Schon 1635 hatten die Spanier ein Fort in Zamboánga errichtet, das die Seeräuberzüge gegen die Kolonie zwar nicht ganz verhindern konnte, sie aber doch sehr einschränkte.[1] Bis 1848 sollen von den Moros jährlich 800 bis 1500 Personen fortgeschleppt worden sein.[2] Der Gründung dieses Zollamtes lagen daher mehr politische als kommerzielle Rücksichten zu Grunde: man wollte den Seeräuberstaaten der Solosee einen leicht zugänglichen Platz zum Umsatz ihrer Produkte öffnen. Der Handel ist bis jetzt höchst unbedeutend; die Ausfuhr besteht hauptsächlich in etwas Kaffee (1871 gegen 6000 Picos), der wegen seiner nachlässigen Behandlung 30% weniger als Manila-Kaffee gilt, und in eingesammelten Produkten des Waldes und Wassers (Wachs, Vogelnester, Schildpatt, Perlen, Perlmutter, und essbare Holothurien). Dieser Handel wird, so wie der mit Solo nur durch Chinesen betrieben, welche allein die dafür erforderliche Geduld, Geschmeidigkeit und Gewandtheit besitzen.

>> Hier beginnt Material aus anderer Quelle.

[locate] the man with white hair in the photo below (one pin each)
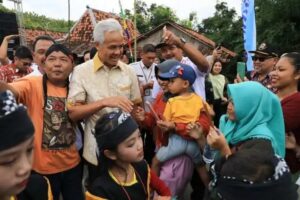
(100, 85)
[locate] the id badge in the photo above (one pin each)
(147, 92)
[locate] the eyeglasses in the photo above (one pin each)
(260, 59)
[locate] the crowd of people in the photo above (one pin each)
(152, 129)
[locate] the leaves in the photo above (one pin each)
(35, 21)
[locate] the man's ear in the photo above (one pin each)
(16, 59)
(110, 154)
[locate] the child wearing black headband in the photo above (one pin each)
(16, 154)
(124, 172)
(55, 152)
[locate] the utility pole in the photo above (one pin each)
(19, 13)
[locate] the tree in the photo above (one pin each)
(160, 14)
(224, 27)
(191, 22)
(278, 23)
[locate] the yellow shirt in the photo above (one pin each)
(184, 109)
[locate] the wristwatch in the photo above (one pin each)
(183, 41)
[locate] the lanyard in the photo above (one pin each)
(149, 75)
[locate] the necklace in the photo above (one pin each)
(124, 184)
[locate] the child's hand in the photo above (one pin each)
(139, 114)
(194, 130)
(217, 141)
(165, 125)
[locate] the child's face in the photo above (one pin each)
(177, 85)
(163, 84)
(15, 168)
(131, 150)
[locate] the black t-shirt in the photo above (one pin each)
(106, 187)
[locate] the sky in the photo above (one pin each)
(58, 9)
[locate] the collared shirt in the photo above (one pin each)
(9, 73)
(265, 82)
(145, 75)
(199, 86)
(92, 81)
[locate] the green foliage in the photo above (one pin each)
(278, 23)
(224, 27)
(35, 21)
(160, 14)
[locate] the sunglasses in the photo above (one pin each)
(260, 59)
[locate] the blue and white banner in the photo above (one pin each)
(249, 30)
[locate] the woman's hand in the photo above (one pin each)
(139, 114)
(290, 141)
(217, 141)
(194, 130)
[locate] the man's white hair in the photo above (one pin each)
(107, 25)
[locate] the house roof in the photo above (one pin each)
(197, 36)
(81, 34)
(31, 34)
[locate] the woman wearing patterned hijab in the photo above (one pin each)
(251, 141)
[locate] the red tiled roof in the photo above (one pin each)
(192, 33)
(31, 34)
(82, 31)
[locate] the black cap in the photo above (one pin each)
(15, 124)
(265, 50)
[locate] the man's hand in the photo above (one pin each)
(118, 101)
(217, 140)
(238, 79)
(195, 131)
(170, 38)
(165, 125)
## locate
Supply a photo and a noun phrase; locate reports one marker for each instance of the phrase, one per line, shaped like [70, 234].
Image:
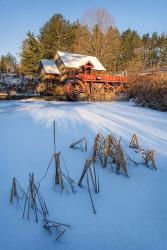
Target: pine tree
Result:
[56, 34]
[30, 55]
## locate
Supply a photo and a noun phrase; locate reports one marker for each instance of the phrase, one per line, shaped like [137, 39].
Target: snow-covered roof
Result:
[50, 66]
[77, 60]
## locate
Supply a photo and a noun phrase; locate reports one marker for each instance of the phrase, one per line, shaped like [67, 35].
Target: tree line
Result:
[94, 35]
[8, 64]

Suál ist besonders für Reisausfuhr wichtig. Sein Fremdhandel wird daher vom Ausfall der Ernten in Saigon, Birma, China beeinflusst. 1868, wo in obigen Ländern die Ernten gut ausgefallen, trieb Suál nur Küstenhandel.

Cebú, 34,000 E., Hauptstadt der Insel desselben Namens, Sitz der Regierung und des Bischofs für die Bisayas, in 48 Stunden von Manila im Dampfboot zu erreichen, hat eine eben so günstige Lage für den östlichen Theil der Bisaya-Gruppe, als Yloilo für den westlichen und wird mehr und mehr zum Stapelplatz seiner Produkte. Von Bojól erhält es Zucker und Tabak, von Panay Reis, von Leyte und Mindanao Abacá, von Misámis (Mindanao) Kaffee, Wachs, spanisches Rohr, Perlmutter. Es ist von Samar 26, von Leyte 7½ von Bojol 4, von Negros 18 M. entfernt.